| | |
Summary: Modeling Parallel Sorts with LogP on the CM5
Andrea Carol Dusseau
Department of Electrical Engineering and Computer Science
Computer Science Division
University of California, Berkeley
Technical Report: UCB//CSD94829
Abstract
In this paper, the LogP model is used to analyze four parallel sorting algorithms (bitonic, column, radix,
and sample sort). LogP characterizes the performance of modern parallel machines with a small set of
parameters: the communication latency (L), overhead (o), bandwidth (g), and the number of processors
(P ). We develop implementations of these algorithms in SplitC, a parallel extension to C, and compare
the performance predicted by LogP to actual performance on a CM5 of 32 to 512 processors for a range
of problem sizes and input sets. The sensitivity of the algorithms is evaluated by varying the distribution of
key values and the rank ordering of the input.

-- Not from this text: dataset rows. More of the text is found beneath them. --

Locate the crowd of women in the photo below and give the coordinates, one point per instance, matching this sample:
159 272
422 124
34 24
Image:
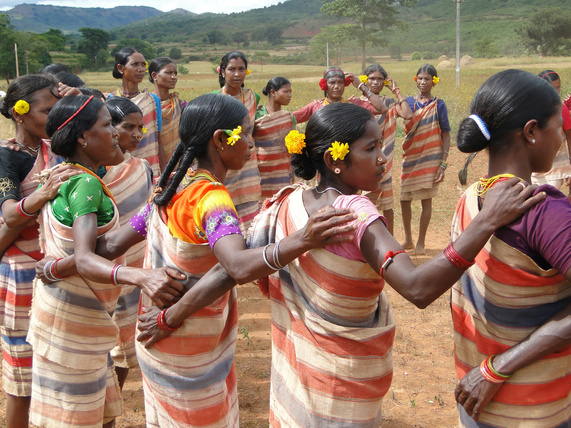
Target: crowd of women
107 195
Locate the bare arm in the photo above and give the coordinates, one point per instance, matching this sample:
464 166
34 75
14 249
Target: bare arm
422 285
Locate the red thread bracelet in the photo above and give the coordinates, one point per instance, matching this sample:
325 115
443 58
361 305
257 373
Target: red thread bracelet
389 255
456 259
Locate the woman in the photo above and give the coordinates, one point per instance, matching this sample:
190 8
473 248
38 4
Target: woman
164 75
425 150
244 184
130 66
189 378
271 127
28 101
560 172
332 327
131 183
333 85
376 78
71 327
511 309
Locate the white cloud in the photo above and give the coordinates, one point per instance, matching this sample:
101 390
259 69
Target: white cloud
196 6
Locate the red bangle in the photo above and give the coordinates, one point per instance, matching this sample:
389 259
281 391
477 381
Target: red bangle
53 269
163 324
389 255
21 211
456 259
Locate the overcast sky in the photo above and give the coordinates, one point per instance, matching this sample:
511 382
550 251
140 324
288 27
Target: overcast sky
196 6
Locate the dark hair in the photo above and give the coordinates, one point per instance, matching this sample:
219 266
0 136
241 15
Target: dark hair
549 75
119 108
275 83
157 65
69 79
343 122
64 141
121 58
427 68
199 120
376 67
506 102
91 91
54 69
224 63
23 88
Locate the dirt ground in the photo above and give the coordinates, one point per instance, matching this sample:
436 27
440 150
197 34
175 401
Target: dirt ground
424 379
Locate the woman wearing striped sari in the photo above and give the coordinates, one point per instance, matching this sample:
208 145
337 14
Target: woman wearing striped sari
425 150
332 326
271 127
512 308
71 327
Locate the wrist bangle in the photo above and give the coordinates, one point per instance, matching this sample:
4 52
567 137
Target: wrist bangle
456 259
21 211
114 274
163 324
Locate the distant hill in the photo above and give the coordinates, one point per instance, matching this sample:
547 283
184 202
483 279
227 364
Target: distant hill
40 18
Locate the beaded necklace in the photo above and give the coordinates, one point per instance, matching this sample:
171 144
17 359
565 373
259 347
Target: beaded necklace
486 183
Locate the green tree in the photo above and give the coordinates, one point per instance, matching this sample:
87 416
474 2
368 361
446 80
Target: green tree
372 18
547 32
92 42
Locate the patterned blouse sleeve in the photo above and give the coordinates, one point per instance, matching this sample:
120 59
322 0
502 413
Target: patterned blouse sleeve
218 214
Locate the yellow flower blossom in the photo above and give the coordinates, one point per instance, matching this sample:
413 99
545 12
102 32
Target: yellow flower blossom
233 135
295 142
21 107
338 150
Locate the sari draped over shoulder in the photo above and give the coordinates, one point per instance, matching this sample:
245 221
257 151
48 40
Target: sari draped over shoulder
244 184
18 265
273 157
172 109
132 185
189 378
332 330
422 149
497 303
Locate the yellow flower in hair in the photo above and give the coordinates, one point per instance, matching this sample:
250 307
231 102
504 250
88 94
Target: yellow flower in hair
295 142
21 107
233 135
338 150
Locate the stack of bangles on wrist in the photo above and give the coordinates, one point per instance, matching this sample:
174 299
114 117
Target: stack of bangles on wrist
456 259
275 255
21 211
489 373
163 324
50 271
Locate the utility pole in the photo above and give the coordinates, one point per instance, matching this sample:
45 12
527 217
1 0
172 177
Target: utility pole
457 41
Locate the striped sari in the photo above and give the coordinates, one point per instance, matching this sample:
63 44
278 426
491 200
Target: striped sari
422 149
131 184
172 109
497 303
244 184
332 330
383 197
17 271
273 158
148 148
189 378
72 332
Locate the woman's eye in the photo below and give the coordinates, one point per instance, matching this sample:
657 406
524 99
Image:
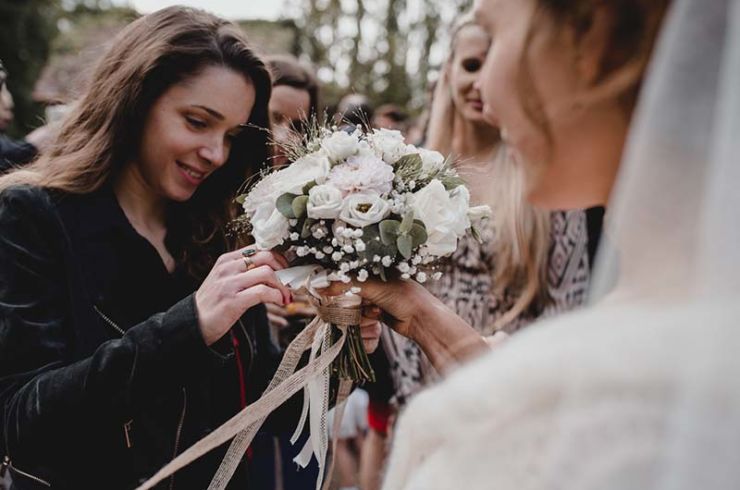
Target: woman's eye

The LogP model is shown to be a valuable guide in the development of parallel algorithms and a good
predictor of implementation performance. The model encourages the use of data layouts which minimize
communication and balanced communication schedules which avoid contention. Using an empirical model
of local processor performance, LogP predictions closely match observed execution times on uniformly
distributed keys across a broad range of problem and machine sizes for all four algorithms. Communication
|